In chapter 6 of "Charge and Energy Transfer Dynamics in Molecular Systems", the authors consider diatomic molecules in contact with a heat bath. We have established before that the nuclear coordinates $R$ are quantum mechanical and can be described in the adiabatic (Born-Oppenheimer) approximation. In this approximation, the nuclear motion is governed by the Hamiltonian
$$ H_{nuc} = T_{nuc}(R)+V_{nuc-nuc}(R)+E_a(R),$$
where $E_a$ is the ($R$-dependent) eigenvalue of the electronic Hamiltonian,
$$ \big(T_{el}+V_{el-el}+V_{nuc-el}(R) \big)\phi_a(r,R)=E_a(R)\phi_a(r,R).$$
Usually, the potential term in $H_{nuc}$ has a local minimum and can be Taylor expanded to yield a harmonic oscillator problem. The nuclear eigenfunctions can be approximated by the eigenfunctions of the harmonic oscillator.
Now the authors claim that if the temperature is much larger than the oscillator energy $k_B T >>\hbar \omega$, the molecule coordinates can be treated classically, which means in this case that they are localized at a certain value $R$, following the statistical distribution
$$P(R)=\frac{1}{Z} e^{-(V_{nuc-nuc}(R)+E_a(R))/k_B T} \tag{1}$$
(This also happens in a lot of molecular dynamics simulations: The molecular coordinates are localized and follow classical trajectories.)

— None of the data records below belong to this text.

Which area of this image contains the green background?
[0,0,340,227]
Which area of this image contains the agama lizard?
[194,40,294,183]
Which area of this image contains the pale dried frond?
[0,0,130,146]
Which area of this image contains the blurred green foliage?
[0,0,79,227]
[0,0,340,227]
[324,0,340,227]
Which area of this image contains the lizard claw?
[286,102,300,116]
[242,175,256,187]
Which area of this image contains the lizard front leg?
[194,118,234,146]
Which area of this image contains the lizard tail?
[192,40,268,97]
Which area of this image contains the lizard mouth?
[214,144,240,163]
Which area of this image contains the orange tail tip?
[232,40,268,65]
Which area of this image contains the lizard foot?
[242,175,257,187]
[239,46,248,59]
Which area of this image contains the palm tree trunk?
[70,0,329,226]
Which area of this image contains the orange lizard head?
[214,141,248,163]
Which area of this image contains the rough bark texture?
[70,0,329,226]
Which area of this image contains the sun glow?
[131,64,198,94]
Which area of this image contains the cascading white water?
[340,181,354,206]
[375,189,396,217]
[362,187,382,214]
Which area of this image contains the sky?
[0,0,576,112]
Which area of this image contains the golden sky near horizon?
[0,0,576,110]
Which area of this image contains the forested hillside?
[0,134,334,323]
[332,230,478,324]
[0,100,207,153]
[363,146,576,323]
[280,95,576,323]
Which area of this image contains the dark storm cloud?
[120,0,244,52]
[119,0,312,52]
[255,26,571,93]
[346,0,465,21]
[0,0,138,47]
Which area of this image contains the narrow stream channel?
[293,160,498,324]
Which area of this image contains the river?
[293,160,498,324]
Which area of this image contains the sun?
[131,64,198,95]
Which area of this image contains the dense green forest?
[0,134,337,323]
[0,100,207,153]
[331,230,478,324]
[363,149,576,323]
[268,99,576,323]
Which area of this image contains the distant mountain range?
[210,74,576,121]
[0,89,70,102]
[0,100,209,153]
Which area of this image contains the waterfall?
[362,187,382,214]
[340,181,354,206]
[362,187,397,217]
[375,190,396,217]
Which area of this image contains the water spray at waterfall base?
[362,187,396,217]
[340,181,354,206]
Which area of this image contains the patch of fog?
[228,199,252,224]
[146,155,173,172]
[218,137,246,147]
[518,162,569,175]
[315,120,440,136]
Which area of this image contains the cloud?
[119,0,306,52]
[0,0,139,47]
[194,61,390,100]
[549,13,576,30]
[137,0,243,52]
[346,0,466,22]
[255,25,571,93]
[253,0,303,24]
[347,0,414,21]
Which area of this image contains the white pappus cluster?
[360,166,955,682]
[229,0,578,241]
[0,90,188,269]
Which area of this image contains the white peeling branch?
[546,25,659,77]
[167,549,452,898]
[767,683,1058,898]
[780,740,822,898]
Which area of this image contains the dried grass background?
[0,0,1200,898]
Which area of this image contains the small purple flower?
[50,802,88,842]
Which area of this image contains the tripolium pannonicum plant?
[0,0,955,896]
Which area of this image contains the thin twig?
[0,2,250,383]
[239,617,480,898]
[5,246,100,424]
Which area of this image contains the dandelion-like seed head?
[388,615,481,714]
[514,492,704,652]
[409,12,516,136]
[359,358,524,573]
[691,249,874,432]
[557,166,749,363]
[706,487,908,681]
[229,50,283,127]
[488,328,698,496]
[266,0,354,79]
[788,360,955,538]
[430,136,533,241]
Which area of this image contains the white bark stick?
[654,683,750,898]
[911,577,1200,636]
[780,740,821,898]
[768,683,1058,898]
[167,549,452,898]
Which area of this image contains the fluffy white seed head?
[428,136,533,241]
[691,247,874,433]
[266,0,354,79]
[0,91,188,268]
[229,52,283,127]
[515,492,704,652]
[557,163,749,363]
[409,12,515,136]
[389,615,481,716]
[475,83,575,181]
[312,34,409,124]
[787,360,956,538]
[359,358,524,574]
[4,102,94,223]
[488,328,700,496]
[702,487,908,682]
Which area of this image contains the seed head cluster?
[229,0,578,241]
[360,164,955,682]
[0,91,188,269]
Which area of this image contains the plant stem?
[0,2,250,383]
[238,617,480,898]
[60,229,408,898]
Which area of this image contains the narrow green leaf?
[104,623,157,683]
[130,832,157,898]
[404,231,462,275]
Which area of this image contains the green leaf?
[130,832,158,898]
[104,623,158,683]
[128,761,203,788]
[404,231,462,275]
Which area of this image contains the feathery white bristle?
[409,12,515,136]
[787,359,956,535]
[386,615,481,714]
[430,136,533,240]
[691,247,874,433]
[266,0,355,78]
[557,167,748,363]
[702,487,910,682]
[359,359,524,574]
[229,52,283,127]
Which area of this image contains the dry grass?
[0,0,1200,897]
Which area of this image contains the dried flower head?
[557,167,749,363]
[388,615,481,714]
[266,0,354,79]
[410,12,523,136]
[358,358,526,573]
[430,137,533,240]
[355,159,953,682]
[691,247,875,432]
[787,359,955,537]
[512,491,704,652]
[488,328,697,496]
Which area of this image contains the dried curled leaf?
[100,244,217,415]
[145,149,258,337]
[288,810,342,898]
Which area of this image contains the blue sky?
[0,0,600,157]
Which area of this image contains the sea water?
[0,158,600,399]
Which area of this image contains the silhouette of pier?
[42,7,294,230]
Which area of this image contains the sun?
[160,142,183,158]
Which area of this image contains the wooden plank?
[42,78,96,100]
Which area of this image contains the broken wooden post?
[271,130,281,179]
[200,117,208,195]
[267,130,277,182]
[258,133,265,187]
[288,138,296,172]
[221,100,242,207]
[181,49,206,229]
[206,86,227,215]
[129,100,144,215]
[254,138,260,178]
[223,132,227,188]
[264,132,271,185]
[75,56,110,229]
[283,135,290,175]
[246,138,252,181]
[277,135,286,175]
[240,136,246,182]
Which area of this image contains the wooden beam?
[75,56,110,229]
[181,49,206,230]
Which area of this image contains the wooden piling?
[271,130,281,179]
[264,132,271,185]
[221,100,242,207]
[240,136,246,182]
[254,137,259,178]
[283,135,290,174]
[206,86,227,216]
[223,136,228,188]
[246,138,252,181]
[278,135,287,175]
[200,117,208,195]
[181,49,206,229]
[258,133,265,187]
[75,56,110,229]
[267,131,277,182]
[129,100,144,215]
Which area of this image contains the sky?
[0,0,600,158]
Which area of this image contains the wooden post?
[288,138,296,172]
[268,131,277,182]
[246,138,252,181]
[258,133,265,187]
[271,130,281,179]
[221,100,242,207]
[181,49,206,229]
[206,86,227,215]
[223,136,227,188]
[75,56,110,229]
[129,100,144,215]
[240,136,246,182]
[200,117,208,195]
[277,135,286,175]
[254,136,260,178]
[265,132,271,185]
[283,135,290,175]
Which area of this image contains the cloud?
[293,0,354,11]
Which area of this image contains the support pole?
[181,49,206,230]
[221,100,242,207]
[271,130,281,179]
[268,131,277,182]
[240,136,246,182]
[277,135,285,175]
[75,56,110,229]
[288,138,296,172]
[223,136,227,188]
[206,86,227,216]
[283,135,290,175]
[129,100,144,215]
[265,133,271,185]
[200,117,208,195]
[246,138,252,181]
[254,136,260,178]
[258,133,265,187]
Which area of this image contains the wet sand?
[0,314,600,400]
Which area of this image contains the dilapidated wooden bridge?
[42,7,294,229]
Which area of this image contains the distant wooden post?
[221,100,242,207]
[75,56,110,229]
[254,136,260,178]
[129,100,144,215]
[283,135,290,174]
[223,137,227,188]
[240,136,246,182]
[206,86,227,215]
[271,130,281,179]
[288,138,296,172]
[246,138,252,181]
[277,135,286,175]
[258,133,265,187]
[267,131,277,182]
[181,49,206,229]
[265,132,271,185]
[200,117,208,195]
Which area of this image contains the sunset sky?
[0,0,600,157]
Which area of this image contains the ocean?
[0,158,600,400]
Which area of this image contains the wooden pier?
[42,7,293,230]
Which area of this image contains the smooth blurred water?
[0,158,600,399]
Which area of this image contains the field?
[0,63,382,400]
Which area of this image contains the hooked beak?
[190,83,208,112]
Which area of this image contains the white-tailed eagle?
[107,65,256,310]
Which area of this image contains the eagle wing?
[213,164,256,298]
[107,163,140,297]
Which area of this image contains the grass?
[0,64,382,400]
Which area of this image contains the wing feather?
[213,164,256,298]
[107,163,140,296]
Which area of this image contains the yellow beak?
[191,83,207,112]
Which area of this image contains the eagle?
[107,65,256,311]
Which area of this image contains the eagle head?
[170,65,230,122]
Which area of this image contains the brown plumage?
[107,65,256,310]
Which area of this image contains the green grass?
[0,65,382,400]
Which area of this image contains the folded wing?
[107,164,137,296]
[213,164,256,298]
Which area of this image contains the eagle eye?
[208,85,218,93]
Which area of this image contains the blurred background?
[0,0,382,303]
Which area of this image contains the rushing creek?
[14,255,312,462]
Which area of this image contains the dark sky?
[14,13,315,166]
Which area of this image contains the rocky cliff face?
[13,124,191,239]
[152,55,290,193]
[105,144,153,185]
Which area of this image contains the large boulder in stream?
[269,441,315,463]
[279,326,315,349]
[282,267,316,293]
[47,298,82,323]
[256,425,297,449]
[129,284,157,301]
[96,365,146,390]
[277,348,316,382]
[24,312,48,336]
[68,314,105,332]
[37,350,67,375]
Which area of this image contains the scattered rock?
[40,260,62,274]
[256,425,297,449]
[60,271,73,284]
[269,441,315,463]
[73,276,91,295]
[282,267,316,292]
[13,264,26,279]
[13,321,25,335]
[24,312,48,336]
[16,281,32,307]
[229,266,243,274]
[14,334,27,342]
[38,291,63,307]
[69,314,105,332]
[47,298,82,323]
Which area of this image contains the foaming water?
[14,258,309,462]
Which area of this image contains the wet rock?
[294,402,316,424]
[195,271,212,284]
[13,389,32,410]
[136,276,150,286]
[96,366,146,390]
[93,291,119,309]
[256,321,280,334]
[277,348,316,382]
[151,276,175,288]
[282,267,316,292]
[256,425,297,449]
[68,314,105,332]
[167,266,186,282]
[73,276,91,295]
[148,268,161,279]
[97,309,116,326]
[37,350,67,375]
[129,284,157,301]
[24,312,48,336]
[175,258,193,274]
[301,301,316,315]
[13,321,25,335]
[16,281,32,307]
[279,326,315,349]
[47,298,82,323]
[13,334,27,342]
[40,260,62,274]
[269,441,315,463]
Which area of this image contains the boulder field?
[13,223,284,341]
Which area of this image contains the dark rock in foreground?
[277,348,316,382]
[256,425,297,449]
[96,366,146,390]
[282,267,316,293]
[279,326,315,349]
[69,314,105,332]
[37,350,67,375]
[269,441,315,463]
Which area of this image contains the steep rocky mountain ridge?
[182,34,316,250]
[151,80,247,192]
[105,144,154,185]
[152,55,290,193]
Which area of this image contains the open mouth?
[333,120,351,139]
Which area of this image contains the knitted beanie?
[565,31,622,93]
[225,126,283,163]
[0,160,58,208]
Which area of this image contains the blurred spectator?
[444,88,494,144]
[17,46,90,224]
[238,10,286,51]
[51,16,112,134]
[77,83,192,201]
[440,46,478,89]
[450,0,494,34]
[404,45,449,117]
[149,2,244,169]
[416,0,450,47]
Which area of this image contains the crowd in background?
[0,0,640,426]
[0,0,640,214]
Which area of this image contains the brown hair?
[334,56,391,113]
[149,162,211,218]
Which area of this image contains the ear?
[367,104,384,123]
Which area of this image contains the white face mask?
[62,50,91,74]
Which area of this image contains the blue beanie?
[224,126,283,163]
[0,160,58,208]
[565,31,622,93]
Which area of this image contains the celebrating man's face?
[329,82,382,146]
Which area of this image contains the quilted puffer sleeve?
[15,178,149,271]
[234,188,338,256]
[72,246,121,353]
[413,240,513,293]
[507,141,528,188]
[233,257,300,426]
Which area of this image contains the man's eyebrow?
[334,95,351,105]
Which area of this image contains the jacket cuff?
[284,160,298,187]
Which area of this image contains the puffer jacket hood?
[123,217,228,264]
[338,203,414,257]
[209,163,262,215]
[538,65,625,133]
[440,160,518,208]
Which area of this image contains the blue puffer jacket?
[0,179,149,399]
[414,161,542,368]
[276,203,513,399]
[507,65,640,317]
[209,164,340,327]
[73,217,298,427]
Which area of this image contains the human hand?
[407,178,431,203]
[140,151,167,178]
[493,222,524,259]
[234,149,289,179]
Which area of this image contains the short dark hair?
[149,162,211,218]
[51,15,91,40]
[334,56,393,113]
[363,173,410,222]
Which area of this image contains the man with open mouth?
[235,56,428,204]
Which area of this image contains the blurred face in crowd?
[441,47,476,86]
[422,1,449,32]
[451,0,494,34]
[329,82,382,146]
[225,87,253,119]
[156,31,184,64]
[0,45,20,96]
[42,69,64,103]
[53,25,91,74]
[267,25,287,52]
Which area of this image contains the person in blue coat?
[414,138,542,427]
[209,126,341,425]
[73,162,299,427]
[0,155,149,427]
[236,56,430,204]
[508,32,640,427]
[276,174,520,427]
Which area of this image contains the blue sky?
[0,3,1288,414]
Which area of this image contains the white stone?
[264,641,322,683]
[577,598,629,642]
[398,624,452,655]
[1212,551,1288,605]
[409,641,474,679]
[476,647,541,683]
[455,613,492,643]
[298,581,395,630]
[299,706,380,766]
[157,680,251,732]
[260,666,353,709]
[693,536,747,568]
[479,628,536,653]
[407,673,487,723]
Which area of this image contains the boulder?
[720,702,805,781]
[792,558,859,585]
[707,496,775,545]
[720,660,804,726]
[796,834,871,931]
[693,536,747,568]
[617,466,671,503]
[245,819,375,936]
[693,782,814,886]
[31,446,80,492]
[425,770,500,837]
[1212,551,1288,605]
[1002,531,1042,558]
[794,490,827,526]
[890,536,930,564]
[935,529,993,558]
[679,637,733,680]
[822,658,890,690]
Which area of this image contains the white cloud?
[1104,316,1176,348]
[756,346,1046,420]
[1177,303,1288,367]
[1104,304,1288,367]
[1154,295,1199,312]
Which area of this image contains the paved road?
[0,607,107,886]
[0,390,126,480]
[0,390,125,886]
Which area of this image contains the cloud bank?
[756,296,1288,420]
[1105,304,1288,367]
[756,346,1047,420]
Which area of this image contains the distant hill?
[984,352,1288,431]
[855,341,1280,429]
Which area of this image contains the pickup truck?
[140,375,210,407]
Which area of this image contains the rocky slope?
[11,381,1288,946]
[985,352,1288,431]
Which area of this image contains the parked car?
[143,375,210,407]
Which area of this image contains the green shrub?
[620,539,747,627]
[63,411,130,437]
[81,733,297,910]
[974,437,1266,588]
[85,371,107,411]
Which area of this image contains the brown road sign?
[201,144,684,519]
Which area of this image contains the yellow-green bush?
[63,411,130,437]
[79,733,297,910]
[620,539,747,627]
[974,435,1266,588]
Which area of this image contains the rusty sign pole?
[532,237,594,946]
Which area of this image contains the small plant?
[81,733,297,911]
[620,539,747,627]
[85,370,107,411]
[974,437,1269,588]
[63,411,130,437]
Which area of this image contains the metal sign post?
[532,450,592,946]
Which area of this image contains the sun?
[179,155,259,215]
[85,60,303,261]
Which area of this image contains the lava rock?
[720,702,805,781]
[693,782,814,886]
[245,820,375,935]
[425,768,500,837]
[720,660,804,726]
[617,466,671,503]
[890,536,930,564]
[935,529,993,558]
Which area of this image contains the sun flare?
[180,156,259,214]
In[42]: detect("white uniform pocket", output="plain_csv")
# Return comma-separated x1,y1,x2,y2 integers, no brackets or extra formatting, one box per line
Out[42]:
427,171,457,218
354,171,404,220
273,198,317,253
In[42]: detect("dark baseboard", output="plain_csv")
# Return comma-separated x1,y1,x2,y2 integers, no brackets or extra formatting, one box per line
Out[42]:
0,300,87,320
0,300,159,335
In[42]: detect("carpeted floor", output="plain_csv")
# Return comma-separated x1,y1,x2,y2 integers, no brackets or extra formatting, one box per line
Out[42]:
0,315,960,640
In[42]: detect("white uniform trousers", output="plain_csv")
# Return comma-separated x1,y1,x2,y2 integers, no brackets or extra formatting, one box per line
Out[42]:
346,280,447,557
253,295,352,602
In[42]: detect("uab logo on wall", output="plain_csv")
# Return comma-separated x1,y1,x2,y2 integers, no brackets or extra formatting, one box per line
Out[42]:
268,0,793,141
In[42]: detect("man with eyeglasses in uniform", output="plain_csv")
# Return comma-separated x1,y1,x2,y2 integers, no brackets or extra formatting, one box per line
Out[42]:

Question: Why are the nuclear coordinates localized like this?
Naively, I would have expected that the nuclear system is described by the reduced density operator (Gibbs ensemble) $\rho=\frac{1}{Z} e^{-H_{nuc}/k_B T}$. There, the nuclei would occupy eigenstates of $H_{nuc}$, with the probability depending on the energy of that state. Clearly the eigenstates are delocalized across the whole harmonic potential, especially for high energy states.
Edit: I would like to point out another disparity between the QM and classical descriptions: The statistical operator $\rho$ does not evolve in time since $[H_{nuc},\rho]=0$ (neglecting non-adiabatic processes). The classical coordinates however oscillate with frequency $\omega$.